DPO Training with TRL (Hugging Face)


# pip install trl transformers datasets peft accelerate bitsandbytes

"""
DPO Fine-Tuning with TRL
=========================
Fine-tune a language model using DPO with the Hugging Face TRL library.
"""

from datasets import Dataset
from transformers import AutoModelForCausalLM, AutoTokenizer, BitsAndBytesConfig
from peft import LoraConfig
from trl import DPOConfig, DPOTrainer

# ============================
# Step 1: Prepare the Dataset
# ============================

# DPO requires paired preference data: (prompt, chosen, rejected)
preference_data = {
    "prompt": [
        "Explain machine learning to a 5-year-old.",
        "What is the best programming language?",
        "How do I make pasta?",
        "What causes earthquakes?",
    ],
    "chosen": [
        "Imagine you have a robot toy. At first, it doesn't know anything. "
        "But every time you show it a picture of a cat and say 'cat', it remembers "
        "a little bit. After seeing lots of cats, it can recognize cats on its own! "
        "That's machine learning - teaching computers by showing them lots of examples.",

        "There isn't a single 'best' programming language - it depends on what you want "
        "to do. Python is great for data science and AI. JavaScript is essential for web "
        "development. Rust is excellent for systems programming with safety guarantees. "
        "I'd recommend starting with Python for its readability and versatility.",

        "Here's a simple pasta recipe:\n1. Boil a large pot of salted water\n"
        "2. Add pasta and cook for 8-10 minutes until al dente\n"
        "3. While waiting, heat olive oil in a pan\n"
        "4. Add garlic and your favorite sauce\n"
        "5. Drain pasta, toss with sauce, and serve\n"
        "The key is salting your water well and not overcooking the pasta.",

        "Earthquakes occur when tectonic plates (large slabs of Earth's crust) "
        "move against each other. Stress builds up along fault lines where plates meet. "
        "When the stress exceeds the friction holding them together, the plates suddenly "
        "slip, releasing energy as seismic waves that we feel as shaking.",
    ],
    "rejected": [
        "Machine learning is a subset of artificial intelligence that involves "
        "training algorithms on data to make predictions or decisions.",

        "Python is the best programming language.",

        "You cook pasta by boiling water and putting the pasta in it.",

        "Earthquakes happen because the ground shakes. They can be very dangerous "
        "and cause a lot of damage to buildings.",
    ]
}

dataset = Dataset.from_dict(preference_data)

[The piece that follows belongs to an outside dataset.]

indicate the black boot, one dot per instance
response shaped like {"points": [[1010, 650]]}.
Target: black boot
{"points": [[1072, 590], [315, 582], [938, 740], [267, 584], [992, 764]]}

# ================================
# Step 2: Load Model and Tokenizer
# ================================

model_name = "meta-llama/Llama-3.2-1B-Instruct"  # Using a smaller model for demo

# Quantize to 4-bit for memory efficiency
quantization_config = BitsAndBytesConfig(
    load_in_4bit=True,
    bnb_4bit_compute_dtype="float16",
    bnb_4bit_quant_type="nf4",
)

model = AutoModelForCausalLM.from_pretrained(
    model_name,
    quantization_config=quantization_config,
    device_map="auto"
)

tokenizer = AutoTokenizer.from_pretrained(model_name)
tokenizer.pad_token = tokenizer.eos_token

# ==============================
# Step 3: Configure LoRA for PEFT
# ==============================

peft_config = LoraConfig(
    r=16,                       # LoRA rank
    lora_alpha=32,              # LoRA scaling factor
    lora_dropout=0.05,          # Dropout for LoRA layers
    target_modules=["q_proj", "v_proj", "k_proj", "o_proj"],
    task_type="CAUSAL_LM",
)

# ============================
# Step 4: Configure DPO Training
# ============================

training_args = DPOConfig(
    output_dir="./dpo-output",
    num_train_epochs=3,
    per_device_train_batch_size=2,
    gradient_accumulation_steps=4,
    learning_rate=5e-5,
    beta=0.1,                   # DPO temperature parameter
    loss_type="sigmoid",        # Standard DPO loss
    logging_steps=10,
    save_strategy="epoch",
    remove_unused_columns=False,
    bf16=True,                  # Use bfloat16 if your GPU supports it
)

# ============================
# Step 5: Initialize DPO Trainer
# ============================

trainer = DPOTrainer(
    model=model,
    ref_model=None,             # With PEFT, the base model serves as reference
    args=training_args,
    train_dataset=dataset,
    tokenizer=tokenizer,
    peft_config=peft_config,
)

# ============================
# Step 6: Train!
# ============================

print("Starting DPO training...")
trainer.train()

print("Saving model...")
trainer.save_model("./dpo-model-final")

# ============================
# Step 7: Inference with the DPO model
# ============================

from peft import PeftModel

# Load the base model and merge the LoRA adapters
base_model = AutoModelForCausalLM.from_pretrained(model_name, device_map="auto")
model = PeftModel.from_pretrained(base_model, "./dpo-model-final")
model = model.merge_and_unload()

# Generate
prompt = "Explain quantum computing to a beginner."
inputs = tokenizer(prompt, return_tensors="pt").to(model.device)
outputs = model.generate(**inputs, max_new_tokens=200, temperature=0.7)
print(tokenizer.decode(outputs[0], skip_special_tokens=True))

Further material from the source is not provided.